Lamb Birria Tacos
Cooking time: 5 hrs
Serves: 4-6
Ingredients
-4 Lamb shanks.
-2 Onions, Diced.
-6 Garlic cloves, Sliced.
-30g Tomato paste.
-1 Cinnamon sticks.
-3g Coriander seeds.
-2g Black-peppercorns.
-2 Bay leaves.
-2 Chile ancho.
-6 Chile chipotle.
-2.5kg Beef stock.
-15 Corn tortilla.
-300g shredded mozzarella or queso.
Method
- In a large Stock pot, caramelise your lamb shanks until golden brown all over, then remove from the pan. In that same pan, add your onions and caramelised until translucent and brown.
- Then add your herbs and spices followed by the tomato paste. Cook this out for at least five minutes.
- Finally, add your sliced garlic. Sauté this for two minutes, then add your beef stock and dried chilies. Place your lamb back into the pot and bring to 95°C or just under a Boil.

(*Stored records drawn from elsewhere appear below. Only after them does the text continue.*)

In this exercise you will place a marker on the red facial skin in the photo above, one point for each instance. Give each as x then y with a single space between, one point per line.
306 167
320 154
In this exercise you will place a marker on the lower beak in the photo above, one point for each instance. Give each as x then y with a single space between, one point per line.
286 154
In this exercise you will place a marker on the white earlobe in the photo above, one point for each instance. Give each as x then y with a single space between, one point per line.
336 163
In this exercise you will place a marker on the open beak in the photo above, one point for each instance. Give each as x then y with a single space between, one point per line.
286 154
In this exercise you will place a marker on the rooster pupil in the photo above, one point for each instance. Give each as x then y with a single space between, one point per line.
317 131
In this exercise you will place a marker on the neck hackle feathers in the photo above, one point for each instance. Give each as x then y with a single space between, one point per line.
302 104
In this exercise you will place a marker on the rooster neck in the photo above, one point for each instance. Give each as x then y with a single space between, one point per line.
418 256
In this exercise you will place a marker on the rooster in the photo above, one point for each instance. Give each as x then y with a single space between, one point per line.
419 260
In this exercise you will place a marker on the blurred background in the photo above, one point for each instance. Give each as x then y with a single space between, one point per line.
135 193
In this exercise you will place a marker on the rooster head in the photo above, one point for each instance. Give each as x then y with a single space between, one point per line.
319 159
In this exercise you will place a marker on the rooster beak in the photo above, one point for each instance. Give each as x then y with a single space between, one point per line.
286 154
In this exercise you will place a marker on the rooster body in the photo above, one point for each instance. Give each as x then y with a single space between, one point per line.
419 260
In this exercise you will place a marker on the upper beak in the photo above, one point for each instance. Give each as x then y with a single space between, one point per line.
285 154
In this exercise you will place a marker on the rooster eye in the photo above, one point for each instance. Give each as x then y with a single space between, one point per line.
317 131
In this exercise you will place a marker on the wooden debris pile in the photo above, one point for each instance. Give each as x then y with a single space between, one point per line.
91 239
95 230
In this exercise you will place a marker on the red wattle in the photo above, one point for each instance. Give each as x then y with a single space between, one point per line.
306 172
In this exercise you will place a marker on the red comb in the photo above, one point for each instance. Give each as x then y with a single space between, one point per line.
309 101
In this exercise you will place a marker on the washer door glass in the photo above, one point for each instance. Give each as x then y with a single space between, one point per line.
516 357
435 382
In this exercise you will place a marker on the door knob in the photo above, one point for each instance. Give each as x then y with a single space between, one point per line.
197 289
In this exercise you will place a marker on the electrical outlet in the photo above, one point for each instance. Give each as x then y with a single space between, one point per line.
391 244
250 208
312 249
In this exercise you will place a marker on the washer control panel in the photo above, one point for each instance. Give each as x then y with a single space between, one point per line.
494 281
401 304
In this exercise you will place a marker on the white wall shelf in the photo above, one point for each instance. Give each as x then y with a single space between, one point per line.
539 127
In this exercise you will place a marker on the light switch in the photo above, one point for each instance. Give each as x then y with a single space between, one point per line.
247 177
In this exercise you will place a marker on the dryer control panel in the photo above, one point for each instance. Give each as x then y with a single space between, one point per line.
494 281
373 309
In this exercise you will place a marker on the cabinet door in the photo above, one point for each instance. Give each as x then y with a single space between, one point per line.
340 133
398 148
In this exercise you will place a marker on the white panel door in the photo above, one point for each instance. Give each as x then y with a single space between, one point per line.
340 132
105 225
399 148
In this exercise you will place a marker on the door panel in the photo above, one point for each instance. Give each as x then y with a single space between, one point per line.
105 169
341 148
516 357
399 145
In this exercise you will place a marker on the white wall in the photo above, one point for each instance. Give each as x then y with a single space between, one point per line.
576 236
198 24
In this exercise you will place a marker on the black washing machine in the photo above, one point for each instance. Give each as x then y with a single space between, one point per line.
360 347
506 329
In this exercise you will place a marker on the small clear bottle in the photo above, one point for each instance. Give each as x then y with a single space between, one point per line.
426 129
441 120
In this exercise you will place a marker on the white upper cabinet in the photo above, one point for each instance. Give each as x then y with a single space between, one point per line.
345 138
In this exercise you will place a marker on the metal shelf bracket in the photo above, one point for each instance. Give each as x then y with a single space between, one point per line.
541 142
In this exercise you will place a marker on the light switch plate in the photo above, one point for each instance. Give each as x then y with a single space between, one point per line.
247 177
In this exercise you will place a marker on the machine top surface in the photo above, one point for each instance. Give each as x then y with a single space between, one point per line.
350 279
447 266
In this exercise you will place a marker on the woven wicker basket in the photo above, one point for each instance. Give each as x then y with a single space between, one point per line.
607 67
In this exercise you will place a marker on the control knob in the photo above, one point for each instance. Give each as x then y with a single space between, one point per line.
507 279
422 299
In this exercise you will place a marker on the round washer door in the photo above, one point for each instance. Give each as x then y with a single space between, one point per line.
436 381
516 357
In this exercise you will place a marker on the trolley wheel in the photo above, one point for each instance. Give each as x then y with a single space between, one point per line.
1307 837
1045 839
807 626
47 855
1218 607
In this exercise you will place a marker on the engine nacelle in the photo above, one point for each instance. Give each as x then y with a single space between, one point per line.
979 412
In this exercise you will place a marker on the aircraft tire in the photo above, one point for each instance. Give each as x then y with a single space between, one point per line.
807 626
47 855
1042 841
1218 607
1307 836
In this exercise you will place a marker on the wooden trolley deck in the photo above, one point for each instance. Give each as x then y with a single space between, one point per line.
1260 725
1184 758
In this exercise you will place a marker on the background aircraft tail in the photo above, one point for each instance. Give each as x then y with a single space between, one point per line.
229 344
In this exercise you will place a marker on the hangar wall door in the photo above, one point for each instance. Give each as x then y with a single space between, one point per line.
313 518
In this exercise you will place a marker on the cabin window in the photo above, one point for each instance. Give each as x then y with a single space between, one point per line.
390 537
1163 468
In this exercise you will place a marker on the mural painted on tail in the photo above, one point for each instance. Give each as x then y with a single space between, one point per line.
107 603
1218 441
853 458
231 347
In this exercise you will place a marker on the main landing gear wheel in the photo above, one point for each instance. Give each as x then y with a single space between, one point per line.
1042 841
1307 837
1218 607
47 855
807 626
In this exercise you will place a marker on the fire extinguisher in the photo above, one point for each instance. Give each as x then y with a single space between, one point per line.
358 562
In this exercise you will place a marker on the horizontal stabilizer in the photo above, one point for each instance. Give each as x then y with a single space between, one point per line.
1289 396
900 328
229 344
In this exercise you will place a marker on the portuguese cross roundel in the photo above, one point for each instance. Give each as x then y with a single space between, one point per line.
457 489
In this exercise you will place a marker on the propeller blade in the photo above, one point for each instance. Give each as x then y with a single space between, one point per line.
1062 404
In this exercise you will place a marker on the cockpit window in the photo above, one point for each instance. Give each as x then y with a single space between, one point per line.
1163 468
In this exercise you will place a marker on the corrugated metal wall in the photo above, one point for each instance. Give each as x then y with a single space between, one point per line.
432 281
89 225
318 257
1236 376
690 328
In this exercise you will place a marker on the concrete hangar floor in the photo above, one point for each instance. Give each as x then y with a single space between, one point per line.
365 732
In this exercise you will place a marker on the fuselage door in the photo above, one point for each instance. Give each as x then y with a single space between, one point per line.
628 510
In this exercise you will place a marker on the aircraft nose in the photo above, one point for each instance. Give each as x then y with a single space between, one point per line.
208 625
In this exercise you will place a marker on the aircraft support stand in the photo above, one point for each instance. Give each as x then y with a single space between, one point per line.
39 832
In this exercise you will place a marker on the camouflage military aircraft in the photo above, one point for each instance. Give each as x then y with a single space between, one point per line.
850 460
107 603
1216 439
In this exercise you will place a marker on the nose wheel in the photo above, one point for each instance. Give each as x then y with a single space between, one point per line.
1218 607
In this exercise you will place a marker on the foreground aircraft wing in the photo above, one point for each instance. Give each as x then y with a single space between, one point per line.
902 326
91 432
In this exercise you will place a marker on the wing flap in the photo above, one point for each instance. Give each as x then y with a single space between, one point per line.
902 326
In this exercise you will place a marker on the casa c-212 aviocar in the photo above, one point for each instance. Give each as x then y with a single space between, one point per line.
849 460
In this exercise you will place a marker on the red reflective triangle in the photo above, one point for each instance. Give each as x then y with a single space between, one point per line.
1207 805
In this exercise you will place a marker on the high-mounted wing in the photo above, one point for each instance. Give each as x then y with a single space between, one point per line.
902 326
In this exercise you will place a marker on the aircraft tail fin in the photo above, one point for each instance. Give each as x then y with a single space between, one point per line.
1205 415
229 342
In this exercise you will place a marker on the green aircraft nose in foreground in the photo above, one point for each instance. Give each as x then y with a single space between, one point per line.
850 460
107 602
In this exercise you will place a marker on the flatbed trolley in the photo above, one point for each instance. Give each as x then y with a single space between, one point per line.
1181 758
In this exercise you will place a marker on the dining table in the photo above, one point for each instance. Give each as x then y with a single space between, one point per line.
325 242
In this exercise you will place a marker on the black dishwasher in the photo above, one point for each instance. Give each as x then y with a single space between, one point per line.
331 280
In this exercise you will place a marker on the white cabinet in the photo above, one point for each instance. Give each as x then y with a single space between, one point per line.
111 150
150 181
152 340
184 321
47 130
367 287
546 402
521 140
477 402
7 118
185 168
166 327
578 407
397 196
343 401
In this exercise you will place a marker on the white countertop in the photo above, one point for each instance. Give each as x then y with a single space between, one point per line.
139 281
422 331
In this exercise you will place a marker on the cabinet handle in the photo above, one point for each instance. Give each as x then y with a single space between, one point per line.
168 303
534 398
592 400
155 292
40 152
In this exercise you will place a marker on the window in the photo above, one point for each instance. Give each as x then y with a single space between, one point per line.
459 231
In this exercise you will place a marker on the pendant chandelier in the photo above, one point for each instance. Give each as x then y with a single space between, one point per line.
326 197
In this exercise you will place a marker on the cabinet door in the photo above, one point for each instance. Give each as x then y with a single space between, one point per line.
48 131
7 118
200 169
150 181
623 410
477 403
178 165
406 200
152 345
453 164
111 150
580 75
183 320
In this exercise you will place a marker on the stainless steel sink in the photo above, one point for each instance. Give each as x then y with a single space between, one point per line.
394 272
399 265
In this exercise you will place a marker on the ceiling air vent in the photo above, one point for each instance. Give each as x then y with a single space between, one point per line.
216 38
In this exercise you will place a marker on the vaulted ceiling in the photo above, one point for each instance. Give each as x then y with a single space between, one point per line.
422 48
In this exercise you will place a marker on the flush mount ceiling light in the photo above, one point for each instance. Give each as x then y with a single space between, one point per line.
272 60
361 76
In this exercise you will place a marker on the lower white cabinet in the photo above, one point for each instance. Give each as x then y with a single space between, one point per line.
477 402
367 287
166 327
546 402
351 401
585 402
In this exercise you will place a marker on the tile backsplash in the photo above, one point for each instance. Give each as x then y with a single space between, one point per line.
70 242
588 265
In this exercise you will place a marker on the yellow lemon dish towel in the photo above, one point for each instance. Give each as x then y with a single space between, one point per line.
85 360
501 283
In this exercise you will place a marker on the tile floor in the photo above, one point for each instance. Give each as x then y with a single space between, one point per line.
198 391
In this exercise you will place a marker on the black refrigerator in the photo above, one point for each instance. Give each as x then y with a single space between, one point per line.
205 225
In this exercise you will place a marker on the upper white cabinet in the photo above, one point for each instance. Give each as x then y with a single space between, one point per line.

- Place the lid on and braise in the oven at 120°C for at least three hours.
- Remove the shanks and blend the remaining mixture together using a hand blender. Add back the lamb shanks and continue to braise for another hour.
- At this stage, take your lamb pot out of the oven, Shred the meat and set aside. Dunk your taco shell in the sauce, then fill with the shredded lamb & cheese. Caramelise in a hot, well oiled pan each side.
- Serve with a little of the liquor and enjoy.